Un gran avance ocurrió para mí en una noche de adoración durante el verano después de graduarme de la escuela secundaria. En ese momento, estaba emocionalmente agotado por intentar luchar contra mi adicción por mi cuenta. Mi relación con Dios era inconsistente mientras luchaba contra la falta de esperanza de que las cosas pudieran mejorar. Por mucho que quisiera salir al mundo y comenzar mi vida como adulta, tenía miedo de arruinarme más. Me encontré una vez más en un ciclo de suplicar por curación y al mismo tiempo creer que tenía que solucionar esto por mi cuenta. Mientras oraba, me vino a la mente la historia de Jesús y la mujer adúltera de Juan 8.

"¿Entonces Jesús? Le preguntó: "Mujer, ¿dónde están tus acusadores? ¿Nadie te ha condenado?" "Nadie, Señor", respondió ella. "Entonces yo tampoco os condeno", declaró Jesús.

En ese momento Jesús me estaba diciendo esas palabras y quedó claro que no me estaba condenando por mi lucha. La voz del autodesprecio y la creencia de que tenía que ser mejor antes de poder ser amado no eran suyas.

Aunque ese momento no resultó en mi curación milagrosa de mi trastorno alimentario, marco ese momento como el comienzo de mi recuperación. Ese encuentro con la misericordia de Jesús inició mi viaje para verme a mí mismo y a mi condición de salud mental a través de sus ojos de compasión y amor en lugar de la lente de autodesprecio y culpa con la que me había visto anteriormente. Esto significaba que incluso cuando caía en los comportamientos de mi trastorno alimentario, podía recordar su misericordia y volver a levantarme para luchar otro día. El viaje ha incluido muchas cosas: asesoramiento, encontrar apoyo de otras personas que también han tenido dificultades de manera similar, movimiento consciente y aprender a comer intuitivamente.

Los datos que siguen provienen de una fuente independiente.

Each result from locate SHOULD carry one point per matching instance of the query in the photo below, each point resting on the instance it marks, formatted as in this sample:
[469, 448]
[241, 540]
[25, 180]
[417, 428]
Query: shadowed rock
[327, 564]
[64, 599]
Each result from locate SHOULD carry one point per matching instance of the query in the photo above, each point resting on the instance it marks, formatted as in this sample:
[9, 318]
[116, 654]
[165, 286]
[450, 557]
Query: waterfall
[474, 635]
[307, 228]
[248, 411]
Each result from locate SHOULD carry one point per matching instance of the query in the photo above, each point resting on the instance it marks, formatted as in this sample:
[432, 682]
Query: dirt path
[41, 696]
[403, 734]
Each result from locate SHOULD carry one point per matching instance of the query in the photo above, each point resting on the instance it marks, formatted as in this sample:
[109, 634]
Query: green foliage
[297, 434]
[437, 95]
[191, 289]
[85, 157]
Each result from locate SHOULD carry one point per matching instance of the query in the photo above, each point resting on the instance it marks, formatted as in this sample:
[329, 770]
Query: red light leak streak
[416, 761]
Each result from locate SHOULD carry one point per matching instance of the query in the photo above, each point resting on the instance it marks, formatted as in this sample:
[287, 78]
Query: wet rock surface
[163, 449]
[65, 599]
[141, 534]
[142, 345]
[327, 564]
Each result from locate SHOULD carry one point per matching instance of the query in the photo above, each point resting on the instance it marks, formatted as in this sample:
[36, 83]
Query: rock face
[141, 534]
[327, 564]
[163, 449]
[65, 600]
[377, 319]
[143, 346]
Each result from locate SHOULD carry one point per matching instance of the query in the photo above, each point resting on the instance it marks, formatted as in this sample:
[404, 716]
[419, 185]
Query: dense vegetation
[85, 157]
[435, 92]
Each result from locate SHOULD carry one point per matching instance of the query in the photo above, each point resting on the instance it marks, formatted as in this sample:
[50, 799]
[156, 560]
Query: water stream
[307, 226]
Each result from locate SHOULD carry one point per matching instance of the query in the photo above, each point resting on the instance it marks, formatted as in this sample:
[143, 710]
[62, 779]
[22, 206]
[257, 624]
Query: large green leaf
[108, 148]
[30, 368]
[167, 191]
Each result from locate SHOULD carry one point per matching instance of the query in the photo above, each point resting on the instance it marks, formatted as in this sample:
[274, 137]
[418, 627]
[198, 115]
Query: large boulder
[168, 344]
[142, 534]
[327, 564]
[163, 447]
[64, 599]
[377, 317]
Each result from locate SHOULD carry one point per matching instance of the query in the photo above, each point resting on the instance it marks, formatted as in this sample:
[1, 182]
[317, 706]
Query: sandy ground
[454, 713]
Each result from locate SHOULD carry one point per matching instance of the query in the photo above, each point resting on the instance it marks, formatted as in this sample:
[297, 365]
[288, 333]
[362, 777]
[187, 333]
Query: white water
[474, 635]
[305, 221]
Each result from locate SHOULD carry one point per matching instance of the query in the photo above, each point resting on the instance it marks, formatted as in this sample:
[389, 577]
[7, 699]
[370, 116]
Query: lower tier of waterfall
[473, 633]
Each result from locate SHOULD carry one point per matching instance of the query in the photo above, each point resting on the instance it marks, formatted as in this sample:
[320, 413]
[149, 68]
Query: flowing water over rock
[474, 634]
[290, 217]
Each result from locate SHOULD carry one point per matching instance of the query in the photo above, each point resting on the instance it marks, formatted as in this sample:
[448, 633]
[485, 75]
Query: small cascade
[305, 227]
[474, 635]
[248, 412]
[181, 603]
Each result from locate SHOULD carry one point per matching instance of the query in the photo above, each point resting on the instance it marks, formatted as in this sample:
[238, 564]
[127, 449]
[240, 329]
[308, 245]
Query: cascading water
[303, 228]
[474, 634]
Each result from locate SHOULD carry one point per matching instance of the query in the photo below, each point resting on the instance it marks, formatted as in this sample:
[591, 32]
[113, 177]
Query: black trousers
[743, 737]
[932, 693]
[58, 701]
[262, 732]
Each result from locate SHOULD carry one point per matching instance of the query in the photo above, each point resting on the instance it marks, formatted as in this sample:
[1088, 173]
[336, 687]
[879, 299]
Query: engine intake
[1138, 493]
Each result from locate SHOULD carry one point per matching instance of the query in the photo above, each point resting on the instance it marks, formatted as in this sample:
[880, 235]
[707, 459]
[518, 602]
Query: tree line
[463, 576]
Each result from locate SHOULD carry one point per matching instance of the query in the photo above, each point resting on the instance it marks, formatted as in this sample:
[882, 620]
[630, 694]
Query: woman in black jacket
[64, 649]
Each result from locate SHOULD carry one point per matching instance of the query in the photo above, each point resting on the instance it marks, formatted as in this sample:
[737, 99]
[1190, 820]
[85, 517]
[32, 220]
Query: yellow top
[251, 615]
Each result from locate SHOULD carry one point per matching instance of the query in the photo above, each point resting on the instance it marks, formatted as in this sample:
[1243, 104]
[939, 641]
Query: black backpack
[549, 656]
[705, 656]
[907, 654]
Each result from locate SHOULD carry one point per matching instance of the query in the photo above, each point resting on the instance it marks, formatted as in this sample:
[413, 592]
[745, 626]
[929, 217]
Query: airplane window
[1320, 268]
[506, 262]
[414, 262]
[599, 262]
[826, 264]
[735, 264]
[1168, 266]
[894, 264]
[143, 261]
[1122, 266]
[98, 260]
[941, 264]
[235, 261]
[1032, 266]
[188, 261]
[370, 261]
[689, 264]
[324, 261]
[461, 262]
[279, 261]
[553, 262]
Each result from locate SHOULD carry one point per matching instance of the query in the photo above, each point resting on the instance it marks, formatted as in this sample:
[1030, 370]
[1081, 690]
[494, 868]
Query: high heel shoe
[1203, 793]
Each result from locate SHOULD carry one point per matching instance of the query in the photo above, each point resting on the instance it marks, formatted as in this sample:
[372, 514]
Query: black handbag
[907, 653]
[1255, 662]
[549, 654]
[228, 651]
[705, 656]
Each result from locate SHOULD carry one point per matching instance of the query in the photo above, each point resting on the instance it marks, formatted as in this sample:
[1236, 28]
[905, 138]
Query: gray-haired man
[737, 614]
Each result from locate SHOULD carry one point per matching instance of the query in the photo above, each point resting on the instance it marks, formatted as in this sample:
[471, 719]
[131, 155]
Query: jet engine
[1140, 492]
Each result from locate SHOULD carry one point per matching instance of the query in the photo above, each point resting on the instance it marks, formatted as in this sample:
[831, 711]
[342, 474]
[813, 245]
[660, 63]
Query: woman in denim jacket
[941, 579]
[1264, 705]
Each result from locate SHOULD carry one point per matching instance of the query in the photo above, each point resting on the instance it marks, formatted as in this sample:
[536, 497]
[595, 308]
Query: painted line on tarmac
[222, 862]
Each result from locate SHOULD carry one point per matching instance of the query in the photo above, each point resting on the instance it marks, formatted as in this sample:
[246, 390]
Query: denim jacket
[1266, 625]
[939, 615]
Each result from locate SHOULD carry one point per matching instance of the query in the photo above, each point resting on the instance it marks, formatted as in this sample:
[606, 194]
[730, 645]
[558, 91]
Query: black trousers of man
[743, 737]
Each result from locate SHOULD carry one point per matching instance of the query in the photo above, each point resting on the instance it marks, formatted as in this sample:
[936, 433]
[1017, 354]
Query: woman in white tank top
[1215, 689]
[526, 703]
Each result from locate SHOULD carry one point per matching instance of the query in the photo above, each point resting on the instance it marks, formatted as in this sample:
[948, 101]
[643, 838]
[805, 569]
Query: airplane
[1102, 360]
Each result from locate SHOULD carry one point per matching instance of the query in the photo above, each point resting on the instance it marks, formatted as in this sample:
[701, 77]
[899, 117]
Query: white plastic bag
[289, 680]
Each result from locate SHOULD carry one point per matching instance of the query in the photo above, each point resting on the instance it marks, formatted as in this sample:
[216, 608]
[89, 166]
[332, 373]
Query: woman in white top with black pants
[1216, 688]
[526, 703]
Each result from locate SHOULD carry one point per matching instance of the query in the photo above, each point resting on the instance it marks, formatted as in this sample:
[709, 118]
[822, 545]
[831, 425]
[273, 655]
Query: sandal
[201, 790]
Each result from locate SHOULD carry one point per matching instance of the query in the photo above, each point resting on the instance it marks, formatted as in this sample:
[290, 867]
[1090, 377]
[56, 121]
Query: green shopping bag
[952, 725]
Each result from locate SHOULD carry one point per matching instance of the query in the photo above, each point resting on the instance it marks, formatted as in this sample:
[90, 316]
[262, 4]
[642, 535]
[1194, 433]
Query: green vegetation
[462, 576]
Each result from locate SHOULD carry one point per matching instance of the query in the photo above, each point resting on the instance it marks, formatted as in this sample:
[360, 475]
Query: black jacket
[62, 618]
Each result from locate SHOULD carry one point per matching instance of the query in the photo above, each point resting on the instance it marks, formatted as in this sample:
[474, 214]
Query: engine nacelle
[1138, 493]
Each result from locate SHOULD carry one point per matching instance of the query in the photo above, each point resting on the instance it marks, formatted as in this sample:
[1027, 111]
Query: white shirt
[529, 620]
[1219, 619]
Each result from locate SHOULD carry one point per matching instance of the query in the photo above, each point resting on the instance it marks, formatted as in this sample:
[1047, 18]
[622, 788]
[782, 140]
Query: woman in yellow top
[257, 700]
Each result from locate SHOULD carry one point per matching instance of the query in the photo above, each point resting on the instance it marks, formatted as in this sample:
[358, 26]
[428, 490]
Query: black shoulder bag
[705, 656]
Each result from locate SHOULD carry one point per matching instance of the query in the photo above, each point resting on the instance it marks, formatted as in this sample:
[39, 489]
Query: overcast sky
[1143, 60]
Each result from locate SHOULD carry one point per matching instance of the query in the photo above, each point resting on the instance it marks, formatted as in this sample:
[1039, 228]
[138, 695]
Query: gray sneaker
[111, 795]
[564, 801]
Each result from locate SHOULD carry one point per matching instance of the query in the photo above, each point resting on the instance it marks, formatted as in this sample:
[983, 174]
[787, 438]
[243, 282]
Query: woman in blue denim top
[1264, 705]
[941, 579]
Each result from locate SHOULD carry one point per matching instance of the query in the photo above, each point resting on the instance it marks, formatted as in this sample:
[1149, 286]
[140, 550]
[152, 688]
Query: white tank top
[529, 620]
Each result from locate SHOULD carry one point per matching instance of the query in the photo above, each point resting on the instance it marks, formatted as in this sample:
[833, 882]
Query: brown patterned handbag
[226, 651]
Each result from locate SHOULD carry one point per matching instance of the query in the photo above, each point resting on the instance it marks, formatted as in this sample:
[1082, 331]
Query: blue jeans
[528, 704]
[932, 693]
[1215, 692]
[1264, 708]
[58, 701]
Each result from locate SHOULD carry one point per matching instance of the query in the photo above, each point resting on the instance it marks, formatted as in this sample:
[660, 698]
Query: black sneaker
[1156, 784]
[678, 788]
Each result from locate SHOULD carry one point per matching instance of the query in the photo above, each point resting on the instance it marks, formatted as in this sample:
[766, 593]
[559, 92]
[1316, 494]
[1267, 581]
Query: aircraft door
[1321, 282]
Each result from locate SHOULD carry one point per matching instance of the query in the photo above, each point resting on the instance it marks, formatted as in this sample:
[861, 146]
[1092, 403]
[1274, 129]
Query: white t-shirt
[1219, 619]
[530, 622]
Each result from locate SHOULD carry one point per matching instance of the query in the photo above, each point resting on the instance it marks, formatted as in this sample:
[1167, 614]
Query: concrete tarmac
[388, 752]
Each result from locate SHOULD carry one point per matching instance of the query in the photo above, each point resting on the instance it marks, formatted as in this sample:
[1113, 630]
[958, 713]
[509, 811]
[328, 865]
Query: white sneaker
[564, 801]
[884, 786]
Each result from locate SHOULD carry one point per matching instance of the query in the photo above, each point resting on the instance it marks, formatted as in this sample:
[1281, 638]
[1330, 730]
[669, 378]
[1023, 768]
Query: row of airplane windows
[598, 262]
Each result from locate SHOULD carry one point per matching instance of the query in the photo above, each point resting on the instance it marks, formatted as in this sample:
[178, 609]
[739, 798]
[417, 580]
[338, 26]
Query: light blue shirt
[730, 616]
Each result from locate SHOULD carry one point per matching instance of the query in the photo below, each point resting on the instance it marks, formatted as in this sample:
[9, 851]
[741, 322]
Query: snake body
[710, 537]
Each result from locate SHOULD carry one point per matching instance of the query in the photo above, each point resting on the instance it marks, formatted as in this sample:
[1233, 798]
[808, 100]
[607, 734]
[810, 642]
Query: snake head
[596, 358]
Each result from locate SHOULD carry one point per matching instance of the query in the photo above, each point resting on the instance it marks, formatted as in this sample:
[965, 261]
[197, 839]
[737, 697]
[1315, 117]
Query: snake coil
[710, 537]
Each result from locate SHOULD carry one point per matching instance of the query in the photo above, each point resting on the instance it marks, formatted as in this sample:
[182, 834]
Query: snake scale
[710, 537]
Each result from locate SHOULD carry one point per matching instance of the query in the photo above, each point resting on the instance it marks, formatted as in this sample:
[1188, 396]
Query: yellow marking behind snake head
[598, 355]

Estos pasos sólo fueron posibles gracias al conocimiento fundamental de que soy digno de amor.

Comprender Su compasión y amor cambió mi capacidad de recibir Su curación.

La poderosa realidad de que Jesús está conmigo en mis luchas es lo que me ha mantenido avanzando en mi recuperación. Frente a la adicción y los ciclos de odio hacia mí mismo, he recurrido una y otra vez a la verdad de que soy digno de ser amado tal como soy; no necesito arreglarme para ser digno de tener una relación profunda e íntima. relación con Cristo. La vida me trae nuevos desafíos y mi recuperación de un trastorno alimentario ha incluido momentos de relativa calma, así como temporadas de recaída. Es su amor incondicional lo que me impulsa hacia la curación.